If the Committee of Ministers decides that the cases are to be brought to the ECtHR, the Court may deliver a new judgment holding Russia responsible for the violation of Article 46 of the Convention. The Court may bind Russia to take concrete steps in order to comply with the ECtHR’s original judgment.

Russia’s non-compliance with the ECtHR’s judgments on cases resulting from the offences committed by law enforcement and security officers in 2000—2003 in the North Caucasus, including abductions, disappearances, extrajudicial executions, and torture, is particularly urgent as, according to the statutory limitations provided by the Criminal Code of the Russian Federation, prosecution for a crime can only take place up to ten or fifteen years after the offence, i. e. 2013—2018. Unless the authorities enforce the ECtHR judgments, lots of applicants may lose hope for the restoration of justice towards their relatives.

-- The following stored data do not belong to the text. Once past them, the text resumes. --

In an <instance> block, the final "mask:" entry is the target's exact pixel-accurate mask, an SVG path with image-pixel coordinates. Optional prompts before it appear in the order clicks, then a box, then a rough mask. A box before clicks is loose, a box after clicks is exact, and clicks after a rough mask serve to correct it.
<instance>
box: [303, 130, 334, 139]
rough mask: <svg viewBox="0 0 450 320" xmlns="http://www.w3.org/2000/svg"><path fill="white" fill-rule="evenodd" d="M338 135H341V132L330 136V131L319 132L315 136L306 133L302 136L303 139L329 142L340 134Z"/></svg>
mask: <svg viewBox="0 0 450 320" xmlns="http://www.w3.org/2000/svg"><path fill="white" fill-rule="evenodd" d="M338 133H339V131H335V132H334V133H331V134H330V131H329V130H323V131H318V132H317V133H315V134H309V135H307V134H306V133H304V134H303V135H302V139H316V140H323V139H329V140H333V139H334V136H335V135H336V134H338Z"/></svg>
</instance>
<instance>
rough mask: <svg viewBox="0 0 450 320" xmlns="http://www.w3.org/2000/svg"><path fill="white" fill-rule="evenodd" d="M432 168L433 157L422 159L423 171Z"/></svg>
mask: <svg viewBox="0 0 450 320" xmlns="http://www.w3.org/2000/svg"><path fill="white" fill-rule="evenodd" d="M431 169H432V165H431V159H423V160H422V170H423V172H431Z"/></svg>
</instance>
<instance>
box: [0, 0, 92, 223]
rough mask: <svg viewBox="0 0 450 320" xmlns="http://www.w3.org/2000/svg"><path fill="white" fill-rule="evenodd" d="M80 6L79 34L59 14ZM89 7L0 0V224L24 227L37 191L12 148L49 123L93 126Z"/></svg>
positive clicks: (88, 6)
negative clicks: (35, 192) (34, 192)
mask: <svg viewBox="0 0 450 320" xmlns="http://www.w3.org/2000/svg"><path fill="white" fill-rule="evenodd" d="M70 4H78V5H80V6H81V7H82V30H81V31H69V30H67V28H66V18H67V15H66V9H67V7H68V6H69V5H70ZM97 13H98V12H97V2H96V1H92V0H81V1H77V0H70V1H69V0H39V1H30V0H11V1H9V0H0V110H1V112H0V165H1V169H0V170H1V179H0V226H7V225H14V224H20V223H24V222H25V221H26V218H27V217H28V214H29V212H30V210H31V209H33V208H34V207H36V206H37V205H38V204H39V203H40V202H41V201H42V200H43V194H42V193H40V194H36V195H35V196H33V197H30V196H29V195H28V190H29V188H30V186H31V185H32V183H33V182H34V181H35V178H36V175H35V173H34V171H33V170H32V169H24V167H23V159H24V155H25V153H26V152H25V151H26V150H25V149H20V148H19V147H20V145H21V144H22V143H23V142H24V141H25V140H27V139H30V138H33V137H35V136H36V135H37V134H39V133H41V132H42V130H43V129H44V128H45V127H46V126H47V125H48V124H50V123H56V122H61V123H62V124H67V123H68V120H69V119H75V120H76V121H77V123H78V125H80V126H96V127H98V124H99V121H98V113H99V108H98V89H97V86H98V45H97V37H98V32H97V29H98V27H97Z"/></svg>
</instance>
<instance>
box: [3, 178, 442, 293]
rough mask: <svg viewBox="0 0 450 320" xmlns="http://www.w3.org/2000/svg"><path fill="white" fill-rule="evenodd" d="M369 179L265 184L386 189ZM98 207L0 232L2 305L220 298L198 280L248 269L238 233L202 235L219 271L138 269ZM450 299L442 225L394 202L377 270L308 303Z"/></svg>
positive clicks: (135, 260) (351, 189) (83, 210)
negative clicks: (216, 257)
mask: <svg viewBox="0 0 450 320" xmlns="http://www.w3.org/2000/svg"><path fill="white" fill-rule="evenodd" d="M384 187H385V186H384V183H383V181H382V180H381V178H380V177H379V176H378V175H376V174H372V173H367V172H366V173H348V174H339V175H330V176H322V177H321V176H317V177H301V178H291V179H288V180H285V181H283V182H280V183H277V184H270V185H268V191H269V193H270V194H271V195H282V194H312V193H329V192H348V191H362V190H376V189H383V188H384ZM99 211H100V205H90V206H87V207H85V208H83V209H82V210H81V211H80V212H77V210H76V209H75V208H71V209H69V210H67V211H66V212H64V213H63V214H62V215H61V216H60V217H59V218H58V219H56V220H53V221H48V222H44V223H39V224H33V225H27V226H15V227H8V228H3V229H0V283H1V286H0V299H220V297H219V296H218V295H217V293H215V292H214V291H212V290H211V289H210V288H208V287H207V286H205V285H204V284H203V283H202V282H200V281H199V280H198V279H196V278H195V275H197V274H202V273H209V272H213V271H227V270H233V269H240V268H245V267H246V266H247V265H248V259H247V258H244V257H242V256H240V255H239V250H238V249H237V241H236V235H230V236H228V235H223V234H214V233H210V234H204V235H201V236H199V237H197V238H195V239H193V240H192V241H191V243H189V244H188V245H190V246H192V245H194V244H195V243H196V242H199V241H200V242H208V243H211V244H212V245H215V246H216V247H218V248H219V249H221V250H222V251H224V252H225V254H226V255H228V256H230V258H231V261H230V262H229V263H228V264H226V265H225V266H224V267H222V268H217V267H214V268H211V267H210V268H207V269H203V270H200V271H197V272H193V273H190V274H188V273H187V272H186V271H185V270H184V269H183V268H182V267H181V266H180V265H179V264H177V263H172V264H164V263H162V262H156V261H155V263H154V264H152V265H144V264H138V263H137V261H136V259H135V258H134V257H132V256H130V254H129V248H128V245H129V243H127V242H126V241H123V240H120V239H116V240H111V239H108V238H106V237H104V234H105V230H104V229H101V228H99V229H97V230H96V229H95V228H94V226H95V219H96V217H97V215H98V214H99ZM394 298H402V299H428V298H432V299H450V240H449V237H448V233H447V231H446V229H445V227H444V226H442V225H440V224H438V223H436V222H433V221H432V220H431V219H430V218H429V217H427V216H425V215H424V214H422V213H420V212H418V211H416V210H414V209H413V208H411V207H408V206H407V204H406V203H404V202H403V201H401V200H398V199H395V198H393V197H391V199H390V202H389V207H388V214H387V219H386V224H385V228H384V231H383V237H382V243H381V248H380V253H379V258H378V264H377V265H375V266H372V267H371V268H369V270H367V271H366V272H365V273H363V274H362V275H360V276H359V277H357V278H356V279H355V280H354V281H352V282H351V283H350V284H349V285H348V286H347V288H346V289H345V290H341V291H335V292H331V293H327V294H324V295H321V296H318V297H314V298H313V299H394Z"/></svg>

The Memorial-EHRAC Infringement Proceedings request is available here

For more information on the Abuyeva and Others v. Russia case, click here

* In autumn 1999 the village of Katyr-Yurt was declared a “safe zone.”

On February 4, 2000, a large group of Chechen militants entered the village. The authorities failed to warn the villagers in advance about the possible invasion. Neither were the villagers told about the planned military operation aimed at the destruction of the rebel fighters, preparations to which were already underway. The failure to convey the information came despite the fact that both pieces of information were available to the Russian military command. Without offering safe exit routes for the local villagers, the Russian authorities attacked the fighters with heavy aviation bombs and multiple rocket launchers. The two roads leading from Katyr-Yurt were controlled by the military checkpoints, one of which was closed to the villagers. This made the evacuation of the civilians even more complicated. The bombing of Katyr-Yurt continued until February 7.

The commanders that led the Russian forces, planned the operation and implemented the plan were Gen. Vladimir Shamanov and Gen. Yakov Nedobitko.